7 Tree Construction
Erez Shinan edited this page 2018-04-21 17:13:57 +03:00

Lark builds a tree automatically based on the structure of the grammar. It follows the following rules:

  • Each rule is a branch (node) in the tree, and its children are its matches, in the order of matching.

  • Rules can be expanded (inlined). See "Shaping the tree" below.

  • Inside rules, using item+ or item* will result in a list of items.

  • Terminals (tokens) are always values in the tree, never branches.

  • Terminals that won't appear in the tree are:

    • Unnamed literals (like "keyword" or "+")
    • Terminals whose name starts with an underscore (like _DIGIT)
  • Terminals that will appear in the tree are:

    • Unnamed regular expressions (like /[0-9]/)
    • Named terminals whose name starts with a letter (like DIGIT)

The resulting parse-tree (when unshaped) is a direct equivalent of a classical parse-tree. Applying a Transformer to it is equivalent to providing a callback to the parser.

Example:

    expr: "(" expr ")"
        | NAME+

    NAME: /\w+/

    %ignore " "

Lark will parse "((hello world))" as:

expr
    expr
        expr
            "hello"
            "world"

The brackets do not appear in the tree by design.

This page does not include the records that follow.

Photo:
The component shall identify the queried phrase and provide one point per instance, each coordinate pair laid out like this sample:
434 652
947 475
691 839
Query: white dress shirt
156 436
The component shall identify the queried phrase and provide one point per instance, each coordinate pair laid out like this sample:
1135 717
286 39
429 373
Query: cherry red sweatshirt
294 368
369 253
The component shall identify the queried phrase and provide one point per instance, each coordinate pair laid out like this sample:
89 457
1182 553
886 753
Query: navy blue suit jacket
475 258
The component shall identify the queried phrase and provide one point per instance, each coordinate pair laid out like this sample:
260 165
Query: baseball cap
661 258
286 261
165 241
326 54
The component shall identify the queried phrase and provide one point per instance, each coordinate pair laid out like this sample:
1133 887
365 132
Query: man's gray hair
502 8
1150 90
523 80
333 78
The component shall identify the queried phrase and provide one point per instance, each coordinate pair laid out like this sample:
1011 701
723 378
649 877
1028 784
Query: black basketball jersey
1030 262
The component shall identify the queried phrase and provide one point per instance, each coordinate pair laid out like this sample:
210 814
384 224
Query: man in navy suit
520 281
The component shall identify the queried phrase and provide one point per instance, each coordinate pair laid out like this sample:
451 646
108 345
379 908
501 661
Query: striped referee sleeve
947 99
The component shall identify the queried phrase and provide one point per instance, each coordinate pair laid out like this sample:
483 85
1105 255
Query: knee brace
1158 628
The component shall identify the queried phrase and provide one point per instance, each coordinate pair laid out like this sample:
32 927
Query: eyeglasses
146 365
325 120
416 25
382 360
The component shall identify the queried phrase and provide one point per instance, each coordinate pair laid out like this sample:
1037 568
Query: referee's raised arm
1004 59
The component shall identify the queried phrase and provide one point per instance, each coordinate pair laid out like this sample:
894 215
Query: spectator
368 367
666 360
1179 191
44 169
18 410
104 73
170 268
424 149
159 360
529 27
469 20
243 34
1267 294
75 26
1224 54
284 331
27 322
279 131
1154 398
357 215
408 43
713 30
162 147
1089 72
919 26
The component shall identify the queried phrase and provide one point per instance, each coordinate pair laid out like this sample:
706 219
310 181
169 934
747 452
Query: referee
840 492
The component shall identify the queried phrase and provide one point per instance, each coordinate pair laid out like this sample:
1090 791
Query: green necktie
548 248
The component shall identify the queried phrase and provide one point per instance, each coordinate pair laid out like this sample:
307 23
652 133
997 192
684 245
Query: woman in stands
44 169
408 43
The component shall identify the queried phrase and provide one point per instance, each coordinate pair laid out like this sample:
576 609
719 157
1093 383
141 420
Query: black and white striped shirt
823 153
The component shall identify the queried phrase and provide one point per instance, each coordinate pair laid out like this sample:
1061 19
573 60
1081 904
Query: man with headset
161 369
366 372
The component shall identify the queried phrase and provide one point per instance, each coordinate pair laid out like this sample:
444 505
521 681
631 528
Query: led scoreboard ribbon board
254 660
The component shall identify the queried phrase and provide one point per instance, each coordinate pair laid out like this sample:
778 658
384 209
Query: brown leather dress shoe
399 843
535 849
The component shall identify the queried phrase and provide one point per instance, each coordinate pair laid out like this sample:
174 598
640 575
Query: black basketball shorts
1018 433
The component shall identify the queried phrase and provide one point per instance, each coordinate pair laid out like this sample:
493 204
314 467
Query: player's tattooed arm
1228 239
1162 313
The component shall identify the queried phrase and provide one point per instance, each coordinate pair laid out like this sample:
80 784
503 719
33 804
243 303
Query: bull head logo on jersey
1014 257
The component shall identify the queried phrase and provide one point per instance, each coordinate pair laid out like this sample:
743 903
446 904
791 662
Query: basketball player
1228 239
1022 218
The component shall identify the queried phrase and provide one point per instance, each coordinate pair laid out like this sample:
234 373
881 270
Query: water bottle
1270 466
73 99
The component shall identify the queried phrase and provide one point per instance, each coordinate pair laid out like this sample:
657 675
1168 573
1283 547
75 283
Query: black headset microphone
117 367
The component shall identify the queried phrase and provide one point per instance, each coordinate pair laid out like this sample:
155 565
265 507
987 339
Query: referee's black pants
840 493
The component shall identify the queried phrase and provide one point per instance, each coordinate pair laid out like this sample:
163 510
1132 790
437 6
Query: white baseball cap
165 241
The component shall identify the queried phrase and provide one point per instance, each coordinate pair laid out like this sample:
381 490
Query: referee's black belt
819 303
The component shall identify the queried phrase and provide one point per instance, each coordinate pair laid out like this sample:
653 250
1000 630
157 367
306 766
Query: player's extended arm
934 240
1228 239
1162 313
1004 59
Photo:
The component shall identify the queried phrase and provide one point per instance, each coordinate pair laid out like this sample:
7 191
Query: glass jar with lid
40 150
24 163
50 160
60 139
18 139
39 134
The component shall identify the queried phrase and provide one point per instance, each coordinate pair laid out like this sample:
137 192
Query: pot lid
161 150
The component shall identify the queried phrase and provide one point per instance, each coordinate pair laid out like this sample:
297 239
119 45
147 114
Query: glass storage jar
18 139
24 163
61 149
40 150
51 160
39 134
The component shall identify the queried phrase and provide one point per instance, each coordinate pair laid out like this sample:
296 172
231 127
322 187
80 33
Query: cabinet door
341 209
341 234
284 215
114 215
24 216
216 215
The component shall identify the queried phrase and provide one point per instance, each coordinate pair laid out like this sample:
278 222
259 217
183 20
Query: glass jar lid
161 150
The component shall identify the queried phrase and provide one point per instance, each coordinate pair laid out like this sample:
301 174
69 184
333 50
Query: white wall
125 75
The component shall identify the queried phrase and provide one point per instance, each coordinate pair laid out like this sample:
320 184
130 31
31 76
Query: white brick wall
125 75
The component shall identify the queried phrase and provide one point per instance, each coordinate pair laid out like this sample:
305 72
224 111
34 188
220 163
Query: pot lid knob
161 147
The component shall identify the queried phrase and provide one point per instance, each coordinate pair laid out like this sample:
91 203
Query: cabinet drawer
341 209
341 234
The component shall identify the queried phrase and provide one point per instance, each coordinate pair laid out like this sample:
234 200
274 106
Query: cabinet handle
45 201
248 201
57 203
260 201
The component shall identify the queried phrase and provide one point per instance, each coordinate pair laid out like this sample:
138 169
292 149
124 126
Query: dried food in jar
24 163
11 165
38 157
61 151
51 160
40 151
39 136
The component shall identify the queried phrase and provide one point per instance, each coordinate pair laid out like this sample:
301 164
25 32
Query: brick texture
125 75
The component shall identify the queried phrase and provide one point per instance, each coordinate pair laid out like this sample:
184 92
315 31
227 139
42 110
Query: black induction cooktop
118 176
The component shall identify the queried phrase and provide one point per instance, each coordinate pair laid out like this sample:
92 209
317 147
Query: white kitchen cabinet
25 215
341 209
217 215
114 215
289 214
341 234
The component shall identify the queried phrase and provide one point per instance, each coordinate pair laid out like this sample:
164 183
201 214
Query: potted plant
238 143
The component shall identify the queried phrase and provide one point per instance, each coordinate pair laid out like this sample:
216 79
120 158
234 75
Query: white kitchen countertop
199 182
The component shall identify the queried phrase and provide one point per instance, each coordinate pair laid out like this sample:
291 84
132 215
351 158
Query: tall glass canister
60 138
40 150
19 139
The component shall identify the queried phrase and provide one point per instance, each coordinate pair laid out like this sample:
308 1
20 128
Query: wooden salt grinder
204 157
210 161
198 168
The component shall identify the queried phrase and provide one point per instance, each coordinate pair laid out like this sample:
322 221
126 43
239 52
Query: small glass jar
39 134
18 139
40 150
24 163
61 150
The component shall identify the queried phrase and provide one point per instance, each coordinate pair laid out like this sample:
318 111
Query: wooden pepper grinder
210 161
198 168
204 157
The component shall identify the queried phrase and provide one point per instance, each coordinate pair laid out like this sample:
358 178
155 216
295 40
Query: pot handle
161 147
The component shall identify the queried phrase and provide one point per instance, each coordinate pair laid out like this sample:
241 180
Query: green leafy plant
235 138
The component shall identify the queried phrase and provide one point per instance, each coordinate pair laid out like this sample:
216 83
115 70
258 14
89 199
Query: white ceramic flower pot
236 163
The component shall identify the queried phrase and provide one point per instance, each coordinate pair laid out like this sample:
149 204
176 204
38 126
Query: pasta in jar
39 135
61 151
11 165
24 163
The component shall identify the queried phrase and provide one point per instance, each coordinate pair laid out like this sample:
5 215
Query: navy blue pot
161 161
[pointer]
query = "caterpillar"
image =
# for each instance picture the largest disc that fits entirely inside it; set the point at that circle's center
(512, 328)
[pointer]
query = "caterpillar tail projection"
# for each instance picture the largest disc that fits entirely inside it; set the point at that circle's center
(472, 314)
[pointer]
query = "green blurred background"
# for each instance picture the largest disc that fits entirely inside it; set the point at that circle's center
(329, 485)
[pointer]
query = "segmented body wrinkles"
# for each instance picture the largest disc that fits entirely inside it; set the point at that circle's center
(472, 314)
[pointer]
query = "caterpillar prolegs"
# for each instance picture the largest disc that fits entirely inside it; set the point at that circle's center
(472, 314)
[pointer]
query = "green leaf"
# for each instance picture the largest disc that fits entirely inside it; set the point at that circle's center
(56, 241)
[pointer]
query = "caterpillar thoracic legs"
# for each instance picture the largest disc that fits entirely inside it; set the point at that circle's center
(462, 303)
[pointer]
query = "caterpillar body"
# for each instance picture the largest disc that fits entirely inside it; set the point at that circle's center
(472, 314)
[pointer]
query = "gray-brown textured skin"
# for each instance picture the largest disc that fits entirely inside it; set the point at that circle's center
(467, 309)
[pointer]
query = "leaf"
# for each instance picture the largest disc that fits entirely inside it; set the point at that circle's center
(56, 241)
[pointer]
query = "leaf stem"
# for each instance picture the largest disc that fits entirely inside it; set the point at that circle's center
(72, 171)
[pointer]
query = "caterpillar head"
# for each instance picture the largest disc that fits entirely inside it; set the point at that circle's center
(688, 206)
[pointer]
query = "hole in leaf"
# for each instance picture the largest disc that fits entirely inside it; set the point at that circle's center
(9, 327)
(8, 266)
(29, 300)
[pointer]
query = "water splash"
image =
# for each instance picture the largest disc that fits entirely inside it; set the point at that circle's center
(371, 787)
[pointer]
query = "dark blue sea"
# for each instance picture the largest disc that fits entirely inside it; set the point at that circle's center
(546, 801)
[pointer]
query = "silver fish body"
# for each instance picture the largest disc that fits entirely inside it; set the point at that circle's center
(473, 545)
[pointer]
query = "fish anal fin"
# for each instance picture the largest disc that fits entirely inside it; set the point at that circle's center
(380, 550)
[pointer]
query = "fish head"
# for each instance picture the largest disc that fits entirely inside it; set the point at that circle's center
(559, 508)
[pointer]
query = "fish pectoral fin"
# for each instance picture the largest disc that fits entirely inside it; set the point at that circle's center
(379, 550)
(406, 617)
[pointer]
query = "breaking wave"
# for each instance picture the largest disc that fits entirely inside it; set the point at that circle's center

The words appear because they are matched by a named terminal.

However, it's possible to keep all the tokens of a rule, by prefixing it with !:

    !expr: "(" expr ")"
         | NAME+
    NAME: /\w+/
    %ignore " "

Will parse "((hello world))" as:

expr
  (
  expr
    (
    expr
      hello
      world
    )
  )

Shaping the tree

  1. Rules whose name begins with an underscore will be inlined into their containing rule.

Example:

    start: "(" _greet ")"
    _greet: /\w+/ /\w+/

Lark will parse "(hello world)" as:

start
    "hello"
    "world"
  1. Rules that receive a question mark (?) at the beginning of their definition, will be inlined if they have a single child.

Example:

    start: greet greet
    ?greet: "(" /\w+/ ")"
          | /\w+/ /\w+/

Lark will parse "hello world (planet)" as:

start
    greet
        "hello"
        "world"
    "planet"
  1. Rules that begin with an exclamation mark will keep all their terminals (they won't get filtered).

  2. Aliases - options in a rule can receive an alias. It will be then used as the branch name for the option.

Example:

    start: greet greet
    greet: "hello" -> hello
         | "world"

Lark will parse "hello world" as:

start
    hello
    greet